Banking AI Agent Security: From ChatGPT Shadow IT to Production-Grade Permission Boundaries

Financial institutions face two separate AI security problems. The first is employees using ChatGPT, Claude, and Gemini to draft emails and summarize documents. The second is building an AI agent that can read Jira tickets, query AWS, post to Slack, and trigger incident response workflows. Those problems require different architectures.

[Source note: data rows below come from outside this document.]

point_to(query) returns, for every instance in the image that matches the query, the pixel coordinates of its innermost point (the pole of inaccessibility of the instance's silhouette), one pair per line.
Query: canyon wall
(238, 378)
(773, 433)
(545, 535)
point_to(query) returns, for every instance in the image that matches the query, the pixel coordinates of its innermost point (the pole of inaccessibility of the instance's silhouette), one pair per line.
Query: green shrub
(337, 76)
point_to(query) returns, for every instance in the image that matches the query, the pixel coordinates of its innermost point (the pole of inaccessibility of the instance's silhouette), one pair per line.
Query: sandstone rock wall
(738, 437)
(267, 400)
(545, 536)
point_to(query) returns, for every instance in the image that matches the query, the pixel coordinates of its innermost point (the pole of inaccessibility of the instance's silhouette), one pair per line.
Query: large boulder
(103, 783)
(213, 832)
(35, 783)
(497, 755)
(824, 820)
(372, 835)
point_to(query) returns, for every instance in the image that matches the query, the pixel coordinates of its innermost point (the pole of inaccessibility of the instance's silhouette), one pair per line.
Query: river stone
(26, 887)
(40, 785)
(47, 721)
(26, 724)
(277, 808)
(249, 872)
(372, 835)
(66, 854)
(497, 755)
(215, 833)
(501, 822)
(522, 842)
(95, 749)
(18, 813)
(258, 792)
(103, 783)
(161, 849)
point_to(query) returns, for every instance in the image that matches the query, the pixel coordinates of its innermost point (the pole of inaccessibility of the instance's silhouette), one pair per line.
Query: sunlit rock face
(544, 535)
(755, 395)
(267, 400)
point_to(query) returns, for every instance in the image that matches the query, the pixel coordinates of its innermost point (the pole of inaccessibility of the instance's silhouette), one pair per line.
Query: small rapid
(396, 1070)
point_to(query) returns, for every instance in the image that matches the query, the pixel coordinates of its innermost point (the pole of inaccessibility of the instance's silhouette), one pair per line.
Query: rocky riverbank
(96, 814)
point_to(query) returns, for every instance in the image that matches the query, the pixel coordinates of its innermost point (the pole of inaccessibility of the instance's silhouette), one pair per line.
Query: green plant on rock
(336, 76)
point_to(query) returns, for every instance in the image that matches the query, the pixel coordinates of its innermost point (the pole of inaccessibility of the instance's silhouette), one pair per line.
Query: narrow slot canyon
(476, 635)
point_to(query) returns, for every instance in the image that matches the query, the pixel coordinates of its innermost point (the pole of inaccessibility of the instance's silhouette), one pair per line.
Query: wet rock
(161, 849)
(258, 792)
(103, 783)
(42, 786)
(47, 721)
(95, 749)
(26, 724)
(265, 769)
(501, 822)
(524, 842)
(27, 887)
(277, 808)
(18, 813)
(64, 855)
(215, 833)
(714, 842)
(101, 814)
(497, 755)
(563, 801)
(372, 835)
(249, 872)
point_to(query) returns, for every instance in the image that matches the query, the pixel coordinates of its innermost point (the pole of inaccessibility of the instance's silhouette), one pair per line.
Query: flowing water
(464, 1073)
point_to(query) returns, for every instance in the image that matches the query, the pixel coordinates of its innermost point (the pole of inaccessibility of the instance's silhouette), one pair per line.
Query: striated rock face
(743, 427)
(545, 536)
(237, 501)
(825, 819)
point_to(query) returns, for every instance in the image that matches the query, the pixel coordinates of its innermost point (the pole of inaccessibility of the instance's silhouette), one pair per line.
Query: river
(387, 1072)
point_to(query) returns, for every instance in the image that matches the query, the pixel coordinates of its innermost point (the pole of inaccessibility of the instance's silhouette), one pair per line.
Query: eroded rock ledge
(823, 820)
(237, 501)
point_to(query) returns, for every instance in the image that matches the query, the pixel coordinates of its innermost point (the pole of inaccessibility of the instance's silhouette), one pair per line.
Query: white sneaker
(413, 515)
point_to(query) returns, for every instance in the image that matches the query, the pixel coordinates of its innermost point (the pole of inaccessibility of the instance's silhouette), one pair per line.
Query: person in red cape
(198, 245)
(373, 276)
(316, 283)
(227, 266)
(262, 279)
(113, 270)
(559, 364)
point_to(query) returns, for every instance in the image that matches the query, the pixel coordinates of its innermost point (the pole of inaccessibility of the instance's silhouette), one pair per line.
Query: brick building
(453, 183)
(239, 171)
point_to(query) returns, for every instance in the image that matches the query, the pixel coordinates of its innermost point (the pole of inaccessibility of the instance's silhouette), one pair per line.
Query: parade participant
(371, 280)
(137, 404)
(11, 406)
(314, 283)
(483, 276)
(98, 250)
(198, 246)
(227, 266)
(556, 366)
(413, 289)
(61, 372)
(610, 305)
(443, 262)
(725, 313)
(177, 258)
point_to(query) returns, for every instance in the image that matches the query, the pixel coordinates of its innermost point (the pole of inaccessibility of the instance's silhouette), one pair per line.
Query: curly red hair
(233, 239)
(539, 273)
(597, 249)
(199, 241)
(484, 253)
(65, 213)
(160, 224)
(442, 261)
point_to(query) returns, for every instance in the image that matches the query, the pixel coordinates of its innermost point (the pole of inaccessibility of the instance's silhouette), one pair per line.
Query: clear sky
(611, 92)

This article walks through both: governance controls for daily employee AI usage and the production security harness needed when an agent gets access to sensitive systems.

The Two Security Models

Most banks conflate these problems. They are not the same.

Scenario	Primary Risk	Control Mechanism
Employee asks ChatGPT to rewrite email	Data leakage to third-party LLM	Acceptable use policy, workspace admin controls
Engineer asks Claude to explain code	Source code exposure, incorrect output	Data handling rules, human review
Analyst asks Gemini to summarize docs	Oversharing through document permissions	Google Workspace access governance
AI agent reads Jira, GitHub, AWS, Slack	Unauthorized API calls, privilege escalation	Identity federation, tool-level permissions, approval workflows

The first three are AI usage governance problems. The last one is a secure harness architecture problem.

AI Usage Governance: Controlling Employee LLM Access

When employees use public LLMs, the bank needs to prevent sensitive data from leaving the perimeter while still allowing productivity gains.

Workspace Admin Controls

Google Workspace, Microsoft 365, and similar platforms offer admin-level toggles for third-party AI integrations. These controls block or allow access to ChatGPT, Claude, Gemini, and similar services at the organizational level.

Key controls:

OAuth app allowlisting: Only approved AI services can authenticate via SSO
Data loss prevention (DLP) rules: Block uploads of files tagged as confidential
Context-aware access: Restrict AI service access to managed devices only
Audit logs: Track which employees accessed which AI services and when

Acceptable Use Policy

Technical controls alone do not work. The policy must define:

Which AI services are approved for which use cases
What data can and cannot be shared with external LLMs
Whether employees must use enterprise AI subscriptions (ChatGPT Team, Claude for Work) or can use free consumer accounts
How to handle AI-generated code, contracts, or financial analysis (human review requirements)

Shadow IT Detection

Employees will route around controls. Monitor for:

Browser extensions that inject AI features into Gmail, Slack, or Jira
Personal devices accessing corporate Google Drive or email
Copy-paste patterns that suggest data exfiltration to external AI services

Production AI Agent Security: The Harness Architecture

When the bank builds an AI agent that can take actions in production systems, the security model changes. The agent needs identity, permissions, approval workflows, audit trails, and incident response hooks.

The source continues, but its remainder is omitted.